More than others of his contemporaries, Kluge’s films frequently incorporated experimental, Brechtian, and other formalist techniques. He injected his films with disruptions to break the narrative flow. STRONGMAN FERDINAND, though, was his most conventional early feature.

It is the story of Ferdinand Rieche, a former policeman, who becomes the new head of security at a private corporation. Rieche is obsessed with his role as a security expert: the narration at the start states, “This is Ferdinand Rieche. Security is his business He knows everything about it and will never understand that other people don’t.” Rieche thinks and plans. He reads books on Marx and communism to understand his enemy; he drills his guards endlessly; he conducts practice evacuations of the plant. But his obsessiveness about security begins to move from the practical to the abstract and absurd. He begins to lose himself in the idea of perfection.

STRONGMAN FERDINAND “is Kluge’s most straightforward film to date.

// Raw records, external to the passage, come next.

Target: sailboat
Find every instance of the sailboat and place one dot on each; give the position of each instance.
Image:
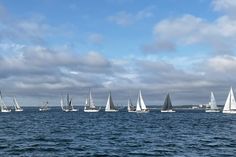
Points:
(89, 104)
(140, 106)
(167, 107)
(212, 104)
(3, 105)
(17, 106)
(130, 106)
(44, 107)
(110, 107)
(230, 104)
(69, 107)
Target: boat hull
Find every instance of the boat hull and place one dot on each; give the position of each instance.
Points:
(143, 111)
(111, 110)
(91, 110)
(229, 111)
(169, 111)
(18, 110)
(212, 111)
(43, 109)
(66, 110)
(5, 111)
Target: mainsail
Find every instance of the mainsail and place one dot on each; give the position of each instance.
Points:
(110, 105)
(17, 106)
(91, 103)
(230, 103)
(140, 106)
(167, 104)
(212, 103)
(3, 105)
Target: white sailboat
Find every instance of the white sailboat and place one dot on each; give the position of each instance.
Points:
(69, 107)
(130, 106)
(89, 104)
(3, 105)
(17, 106)
(230, 104)
(212, 104)
(167, 106)
(140, 106)
(44, 107)
(110, 107)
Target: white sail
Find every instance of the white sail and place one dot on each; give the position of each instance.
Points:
(128, 107)
(110, 107)
(17, 106)
(142, 104)
(230, 103)
(138, 107)
(44, 107)
(62, 104)
(212, 103)
(3, 105)
(91, 102)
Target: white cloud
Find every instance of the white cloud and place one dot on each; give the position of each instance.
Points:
(223, 64)
(124, 18)
(96, 38)
(220, 35)
(227, 6)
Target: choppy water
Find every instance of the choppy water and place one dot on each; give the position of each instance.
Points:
(55, 133)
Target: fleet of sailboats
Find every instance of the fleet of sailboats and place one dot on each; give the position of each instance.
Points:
(212, 105)
(89, 104)
(130, 107)
(69, 106)
(44, 107)
(17, 106)
(110, 107)
(230, 104)
(167, 106)
(140, 106)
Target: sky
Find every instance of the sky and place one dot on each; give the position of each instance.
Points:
(52, 47)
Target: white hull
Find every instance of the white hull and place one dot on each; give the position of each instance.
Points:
(91, 110)
(229, 111)
(19, 110)
(5, 110)
(143, 111)
(167, 111)
(111, 110)
(212, 111)
(73, 110)
(42, 109)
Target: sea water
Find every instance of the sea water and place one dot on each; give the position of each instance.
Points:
(56, 133)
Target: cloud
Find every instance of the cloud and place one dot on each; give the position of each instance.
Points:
(159, 46)
(189, 30)
(96, 38)
(227, 6)
(124, 18)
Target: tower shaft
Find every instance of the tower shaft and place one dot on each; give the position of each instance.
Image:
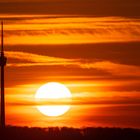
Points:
(2, 64)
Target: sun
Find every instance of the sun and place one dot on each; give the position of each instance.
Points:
(53, 91)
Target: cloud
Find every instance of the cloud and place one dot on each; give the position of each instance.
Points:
(80, 7)
(71, 30)
(31, 59)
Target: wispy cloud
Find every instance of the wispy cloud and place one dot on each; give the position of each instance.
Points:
(72, 30)
(31, 59)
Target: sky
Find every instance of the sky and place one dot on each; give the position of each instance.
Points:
(90, 46)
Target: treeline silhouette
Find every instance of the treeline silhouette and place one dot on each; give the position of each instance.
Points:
(64, 133)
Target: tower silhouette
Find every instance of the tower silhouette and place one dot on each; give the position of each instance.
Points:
(2, 64)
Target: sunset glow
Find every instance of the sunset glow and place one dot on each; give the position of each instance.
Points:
(90, 49)
(54, 91)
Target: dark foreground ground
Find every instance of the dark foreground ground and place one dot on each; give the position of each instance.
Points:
(55, 133)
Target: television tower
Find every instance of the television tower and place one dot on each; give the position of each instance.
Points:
(2, 64)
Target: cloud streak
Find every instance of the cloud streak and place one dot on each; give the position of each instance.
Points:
(40, 60)
(71, 30)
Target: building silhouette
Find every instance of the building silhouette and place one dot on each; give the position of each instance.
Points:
(2, 64)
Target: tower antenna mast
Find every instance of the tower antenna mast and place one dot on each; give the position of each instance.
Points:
(2, 64)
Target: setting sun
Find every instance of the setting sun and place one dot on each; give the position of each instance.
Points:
(53, 92)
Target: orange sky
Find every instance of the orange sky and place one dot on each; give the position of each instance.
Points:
(95, 54)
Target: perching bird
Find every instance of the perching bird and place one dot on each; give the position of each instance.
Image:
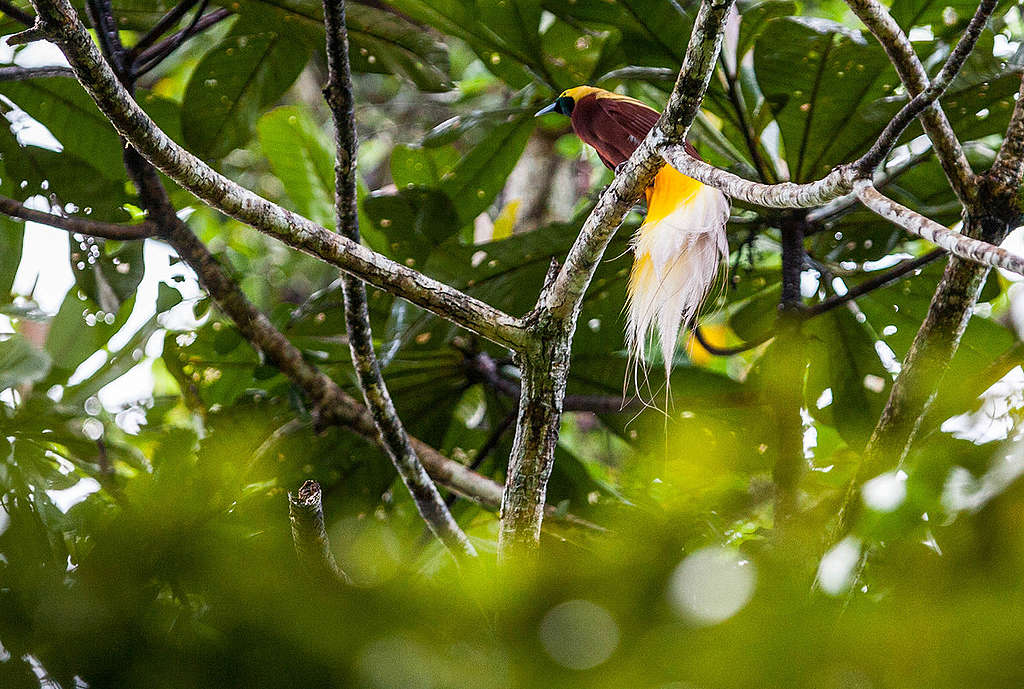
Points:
(681, 244)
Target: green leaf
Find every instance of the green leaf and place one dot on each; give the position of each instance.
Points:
(384, 42)
(109, 272)
(20, 362)
(755, 17)
(842, 358)
(828, 89)
(248, 71)
(416, 166)
(481, 174)
(301, 158)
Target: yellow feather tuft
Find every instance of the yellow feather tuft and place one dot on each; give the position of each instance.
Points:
(678, 251)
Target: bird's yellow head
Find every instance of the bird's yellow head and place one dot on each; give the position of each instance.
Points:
(567, 99)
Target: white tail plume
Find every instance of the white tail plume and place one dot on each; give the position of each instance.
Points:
(677, 254)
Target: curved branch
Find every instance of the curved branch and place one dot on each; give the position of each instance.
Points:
(360, 343)
(929, 95)
(955, 243)
(876, 283)
(1009, 165)
(107, 230)
(64, 27)
(911, 73)
(562, 298)
(24, 73)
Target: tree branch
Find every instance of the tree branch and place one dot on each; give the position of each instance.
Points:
(107, 230)
(375, 393)
(305, 511)
(545, 363)
(1009, 165)
(955, 243)
(877, 283)
(158, 30)
(24, 73)
(911, 73)
(13, 12)
(923, 100)
(62, 27)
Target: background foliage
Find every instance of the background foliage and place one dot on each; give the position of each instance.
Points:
(171, 565)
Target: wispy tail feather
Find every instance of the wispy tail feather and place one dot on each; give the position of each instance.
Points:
(678, 252)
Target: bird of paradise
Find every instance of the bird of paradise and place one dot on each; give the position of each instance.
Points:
(679, 248)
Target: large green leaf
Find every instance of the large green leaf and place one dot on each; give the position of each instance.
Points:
(248, 71)
(19, 361)
(300, 157)
(827, 88)
(385, 42)
(481, 174)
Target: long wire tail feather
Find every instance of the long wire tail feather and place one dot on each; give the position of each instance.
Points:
(678, 253)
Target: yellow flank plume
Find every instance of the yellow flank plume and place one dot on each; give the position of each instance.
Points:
(677, 254)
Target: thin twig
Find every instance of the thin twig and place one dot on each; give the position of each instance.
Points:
(107, 230)
(159, 29)
(153, 56)
(360, 342)
(220, 192)
(924, 99)
(879, 282)
(955, 243)
(911, 73)
(1009, 165)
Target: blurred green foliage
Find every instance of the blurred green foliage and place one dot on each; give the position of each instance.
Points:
(145, 544)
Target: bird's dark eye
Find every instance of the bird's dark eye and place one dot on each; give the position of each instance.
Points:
(564, 104)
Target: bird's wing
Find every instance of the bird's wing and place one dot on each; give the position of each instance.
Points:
(614, 126)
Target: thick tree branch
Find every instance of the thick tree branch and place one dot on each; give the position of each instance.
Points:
(955, 243)
(784, 195)
(911, 73)
(62, 27)
(923, 100)
(305, 511)
(24, 73)
(107, 230)
(545, 364)
(392, 434)
(1009, 165)
(13, 12)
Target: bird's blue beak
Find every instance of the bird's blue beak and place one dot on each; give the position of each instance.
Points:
(549, 109)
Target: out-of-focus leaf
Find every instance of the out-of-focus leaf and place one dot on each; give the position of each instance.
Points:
(415, 166)
(80, 329)
(20, 362)
(301, 159)
(251, 69)
(413, 222)
(482, 173)
(754, 18)
(842, 359)
(385, 42)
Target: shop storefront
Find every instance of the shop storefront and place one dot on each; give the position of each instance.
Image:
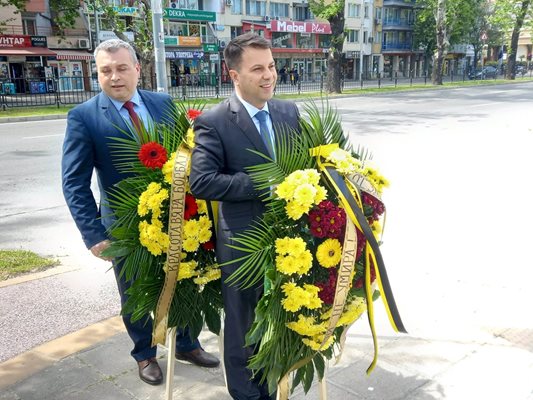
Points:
(191, 61)
(71, 70)
(299, 48)
(23, 60)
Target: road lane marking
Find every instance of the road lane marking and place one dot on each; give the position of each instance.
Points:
(43, 136)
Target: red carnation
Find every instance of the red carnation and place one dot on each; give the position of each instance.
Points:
(153, 155)
(191, 208)
(192, 114)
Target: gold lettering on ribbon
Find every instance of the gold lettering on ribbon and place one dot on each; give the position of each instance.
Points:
(175, 229)
(347, 265)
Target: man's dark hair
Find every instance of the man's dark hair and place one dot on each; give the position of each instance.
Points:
(235, 48)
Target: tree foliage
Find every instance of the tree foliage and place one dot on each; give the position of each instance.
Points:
(63, 13)
(443, 23)
(511, 16)
(333, 12)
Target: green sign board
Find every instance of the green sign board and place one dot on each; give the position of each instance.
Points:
(171, 41)
(210, 48)
(191, 15)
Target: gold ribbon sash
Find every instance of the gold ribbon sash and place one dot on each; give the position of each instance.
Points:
(175, 229)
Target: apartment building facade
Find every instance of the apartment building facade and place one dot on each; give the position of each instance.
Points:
(196, 32)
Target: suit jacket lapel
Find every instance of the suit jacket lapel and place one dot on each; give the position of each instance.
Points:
(111, 113)
(243, 121)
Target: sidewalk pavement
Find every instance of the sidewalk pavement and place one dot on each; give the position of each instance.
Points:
(94, 363)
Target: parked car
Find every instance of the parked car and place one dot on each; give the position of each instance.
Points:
(487, 72)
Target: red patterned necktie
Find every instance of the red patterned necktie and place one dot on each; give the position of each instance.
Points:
(133, 115)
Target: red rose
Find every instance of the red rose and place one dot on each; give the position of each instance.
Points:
(153, 155)
(191, 208)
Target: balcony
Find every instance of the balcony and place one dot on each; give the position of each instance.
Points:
(399, 3)
(396, 47)
(398, 24)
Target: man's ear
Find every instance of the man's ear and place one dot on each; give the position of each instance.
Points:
(234, 75)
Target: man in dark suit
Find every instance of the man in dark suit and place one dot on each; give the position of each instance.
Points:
(86, 148)
(249, 119)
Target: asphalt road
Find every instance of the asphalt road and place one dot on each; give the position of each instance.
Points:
(457, 234)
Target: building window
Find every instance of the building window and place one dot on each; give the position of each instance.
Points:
(378, 13)
(279, 10)
(352, 36)
(236, 31)
(354, 10)
(254, 7)
(236, 7)
(28, 26)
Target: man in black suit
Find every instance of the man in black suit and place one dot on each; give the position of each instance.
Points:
(86, 149)
(249, 119)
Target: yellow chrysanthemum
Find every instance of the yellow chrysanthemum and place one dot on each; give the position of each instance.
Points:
(191, 244)
(204, 222)
(295, 210)
(191, 228)
(189, 138)
(304, 195)
(329, 253)
(297, 297)
(204, 235)
(187, 270)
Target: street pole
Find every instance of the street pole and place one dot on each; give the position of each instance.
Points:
(159, 46)
(361, 54)
(96, 25)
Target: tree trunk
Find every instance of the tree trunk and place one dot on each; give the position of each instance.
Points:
(511, 57)
(442, 43)
(333, 79)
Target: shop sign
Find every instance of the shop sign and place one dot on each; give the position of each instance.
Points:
(14, 41)
(171, 40)
(191, 15)
(38, 41)
(187, 41)
(184, 54)
(210, 48)
(106, 35)
(124, 11)
(299, 27)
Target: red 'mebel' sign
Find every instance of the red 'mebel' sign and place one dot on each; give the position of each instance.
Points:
(15, 41)
(300, 27)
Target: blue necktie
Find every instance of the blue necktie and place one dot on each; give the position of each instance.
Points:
(265, 133)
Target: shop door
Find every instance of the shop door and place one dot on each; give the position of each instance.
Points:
(17, 77)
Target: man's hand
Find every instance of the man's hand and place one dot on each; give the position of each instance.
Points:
(99, 247)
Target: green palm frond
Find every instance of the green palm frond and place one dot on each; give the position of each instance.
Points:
(291, 154)
(322, 125)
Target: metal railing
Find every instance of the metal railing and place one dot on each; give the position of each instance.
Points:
(76, 90)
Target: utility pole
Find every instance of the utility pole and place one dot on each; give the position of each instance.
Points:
(96, 24)
(159, 46)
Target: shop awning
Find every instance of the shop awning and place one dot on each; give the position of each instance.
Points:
(27, 51)
(73, 55)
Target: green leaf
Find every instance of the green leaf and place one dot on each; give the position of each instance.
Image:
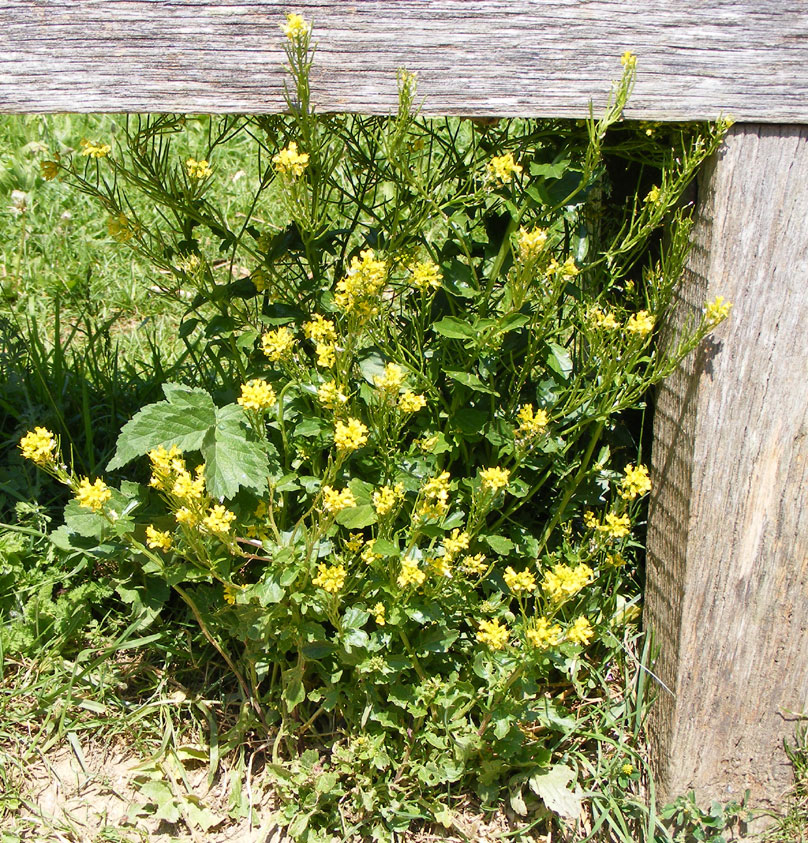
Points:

It is the story of the head of a company’s safety guards, a former policeman, who ‘guards’ the objects entrusted to him before they are threatened. The film is an ironic parable on an atmosphere of exaggerated fear in the Federal Republic.” (Peter W. Jansen, The New German Film, 1980)

“Alexander Kluge’s STRONGMAN FERDINAND is a bracingly prescient, humorous, astute, and understated satire on the obsessive culture of rote rehearsals, role-playing, and fear-mongering. . .” (Acquarello, Strictly Film School website)

Program Details:
STRONGMAN FERDINAND (Der starke Ferdinand, 1976, 91 mins., 35mm on video).